By Ian Buruma
(Editor's note: The following article originally appeared in conjunction with the Asia Society film series Gamblers, Gangsters, and Other Anti-Heroes: The Japanese Yakuza Movie, a retrospective of five films curated by Ian Buruma in March and April 2008.)
Like the American Western, which it resembles in many ways, the classic yakuza movie deals in myths. The movie yakuza world, whose golden age was in the 1950s and early 1960s, is one of noble Robin Hoods living and, more pertinently, dying by such distinctly pre-modern codes as chivalry, loyalty, and honor. Progress is bad, tradition good. The good boss wears a kimono and sticks to a moral code. The bad boss wears a business suit and cares only about money. In the new world of ruthless capitalism, the true yakuza hero, as a man of honor, only fights with a Japanese sword. He is also a loner. Instead of riding off into the sunset, however, the Japanese counterpart of Wayne or Eastwood sacrifices himself in a hopeless last battle against cowardly modern guns. The final act of sacrifice has a ceremonial, indeed ritual quality. One might even see these early films as passion plays of a kind.

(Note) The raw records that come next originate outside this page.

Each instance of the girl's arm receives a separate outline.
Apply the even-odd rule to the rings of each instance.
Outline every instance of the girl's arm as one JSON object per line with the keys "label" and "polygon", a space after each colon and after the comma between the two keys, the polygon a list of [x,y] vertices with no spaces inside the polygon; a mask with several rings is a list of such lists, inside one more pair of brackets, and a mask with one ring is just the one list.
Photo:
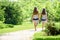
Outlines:
{"label": "girl's arm", "polygon": [[33,15],[32,15],[32,21],[33,21]]}

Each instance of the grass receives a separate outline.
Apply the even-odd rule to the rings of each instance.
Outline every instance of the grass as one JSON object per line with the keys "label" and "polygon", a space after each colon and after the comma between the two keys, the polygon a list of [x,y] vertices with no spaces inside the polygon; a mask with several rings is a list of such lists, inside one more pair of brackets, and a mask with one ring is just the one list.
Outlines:
{"label": "grass", "polygon": [[34,34],[33,40],[60,40],[60,35],[47,36],[44,32],[37,32]]}
{"label": "grass", "polygon": [[[40,28],[41,24],[37,26],[37,28]],[[14,32],[18,30],[26,30],[26,29],[33,29],[34,25],[31,22],[24,22],[22,25],[14,25],[14,28],[4,28],[0,29],[0,35],[8,32]]]}
{"label": "grass", "polygon": [[[60,22],[56,23],[57,27],[60,26]],[[59,27],[60,28],[60,27]],[[47,36],[45,32],[37,32],[33,36],[33,40],[60,40],[60,35],[57,36]]]}

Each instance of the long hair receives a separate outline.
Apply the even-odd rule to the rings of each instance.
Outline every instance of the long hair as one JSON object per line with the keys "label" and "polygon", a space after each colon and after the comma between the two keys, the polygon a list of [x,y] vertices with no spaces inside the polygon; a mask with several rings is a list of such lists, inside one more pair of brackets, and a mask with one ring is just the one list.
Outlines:
{"label": "long hair", "polygon": [[45,8],[43,8],[43,10],[42,10],[42,15],[46,15],[46,9]]}
{"label": "long hair", "polygon": [[37,7],[34,7],[33,15],[38,14]]}

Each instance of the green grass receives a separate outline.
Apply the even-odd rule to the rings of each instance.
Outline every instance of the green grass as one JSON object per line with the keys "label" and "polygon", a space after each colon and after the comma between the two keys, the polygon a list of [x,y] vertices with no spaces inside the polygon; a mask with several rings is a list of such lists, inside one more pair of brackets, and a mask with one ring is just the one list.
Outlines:
{"label": "green grass", "polygon": [[34,34],[33,40],[60,40],[60,35],[47,36],[44,32],[38,32]]}
{"label": "green grass", "polygon": [[[56,23],[57,27],[60,26],[60,22]],[[60,28],[60,27],[59,27]],[[47,36],[45,32],[37,32],[33,36],[33,40],[60,40],[60,35],[57,36]]]}
{"label": "green grass", "polygon": [[[37,26],[37,28],[41,27],[41,24]],[[34,25],[31,22],[24,22],[22,25],[14,25],[14,28],[4,28],[0,29],[0,35],[8,32],[14,32],[18,30],[26,30],[26,29],[33,29]]]}

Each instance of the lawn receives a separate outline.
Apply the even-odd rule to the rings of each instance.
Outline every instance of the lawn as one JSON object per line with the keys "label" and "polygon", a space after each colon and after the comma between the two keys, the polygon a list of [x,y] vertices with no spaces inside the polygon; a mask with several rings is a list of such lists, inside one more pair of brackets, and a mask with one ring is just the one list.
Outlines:
{"label": "lawn", "polygon": [[[57,28],[60,28],[60,22],[56,22]],[[42,32],[37,32],[33,36],[33,40],[60,40],[60,35],[57,36],[47,36],[47,34],[42,31]]]}
{"label": "lawn", "polygon": [[[41,24],[37,26],[37,28],[40,28]],[[26,30],[26,29],[33,29],[34,25],[31,22],[24,22],[22,25],[14,25],[14,28],[4,28],[0,29],[0,35],[7,33],[7,32],[14,32],[19,30]]]}

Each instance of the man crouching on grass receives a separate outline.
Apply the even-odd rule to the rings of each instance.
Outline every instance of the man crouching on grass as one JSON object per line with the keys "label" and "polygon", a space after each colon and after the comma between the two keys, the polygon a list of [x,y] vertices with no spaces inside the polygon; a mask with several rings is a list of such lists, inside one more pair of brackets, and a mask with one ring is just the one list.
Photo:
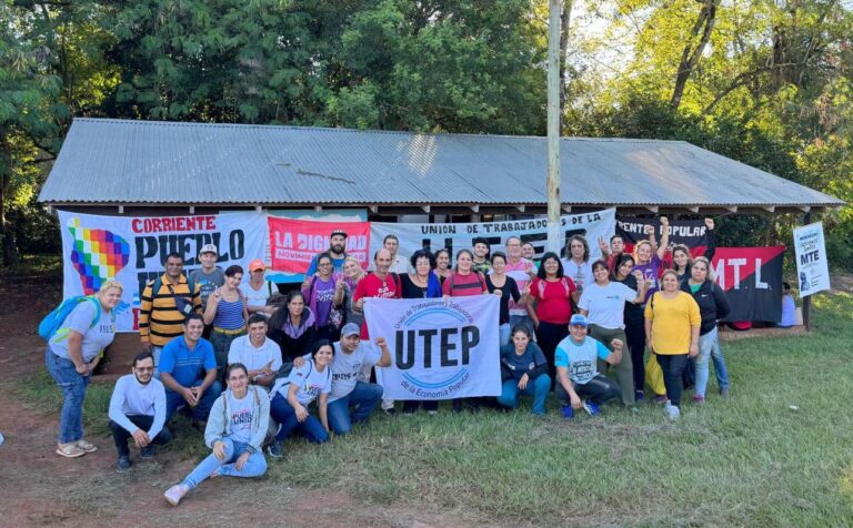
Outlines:
{"label": "man crouching on grass", "polygon": [[601,404],[622,395],[616,382],[599,374],[596,362],[602,359],[618,365],[622,361],[622,342],[613,339],[610,343],[613,352],[610,352],[601,342],[586,336],[586,316],[572,315],[569,337],[556,345],[554,366],[560,382],[556,384],[556,396],[563,404],[565,418],[571,418],[581,408],[595,416],[601,413]]}
{"label": "man crouching on grass", "polygon": [[154,456],[152,444],[163,445],[172,439],[165,428],[165,388],[154,378],[154,356],[143,352],[133,358],[131,374],[116,382],[110,398],[110,429],[119,450],[118,471],[130,468],[131,437],[142,458]]}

This myth was partly self-serving, since some of the producers of the classic yakuza film were not always a million miles removed from organized crime themselves. Like many American gangsters, Japanese yakuza would model themselves after their movie heroes. Although yakuza, like all gangsters, on film and in real life, tend to be ultraconservative, the classic yakuza heroes, portrayed by such stars as Tsuruta Koji and Takakura Ken, were very popular in the 1960s with leftwing student rebels, who admired the yakuza’s romantic last stand against modern capitalism.
As happens with all myths, the yakuza myth was duly debunked by a new generation of filmmakers, who projected a very different image of the gangster. Directors such as Fukasaku Kinji and Suzuki Seijun showed a much more cynical world of violent mobsters who killed for money, or just for the hell of it. In these films traditional values have collapsed, or are seen as a black joke. If the classic yakuza picture of the early 1960s was somewhat lacking in laughs—ritual cannot afford to be funny—the later gangster films are frequently marked by a macabre sense of humor.
But it is probably too early to declare the old myths dead. Myths of heroic sacrifice never really die, however much we like to debunk them. Like the Western gunslinger coming to town to fight for an older, better world against the men in the black hats, the pure yakuza keeps reviving, albeit in different guises. We need such heroes, as long as the world around us is imperfect. Yakuza pictures, like Westerns, go through cycles of romanticism and realism. This program is an attempt to show this, as well as the work of directors, whose mastery of a popular genre has never been fully appreciated outside Japan.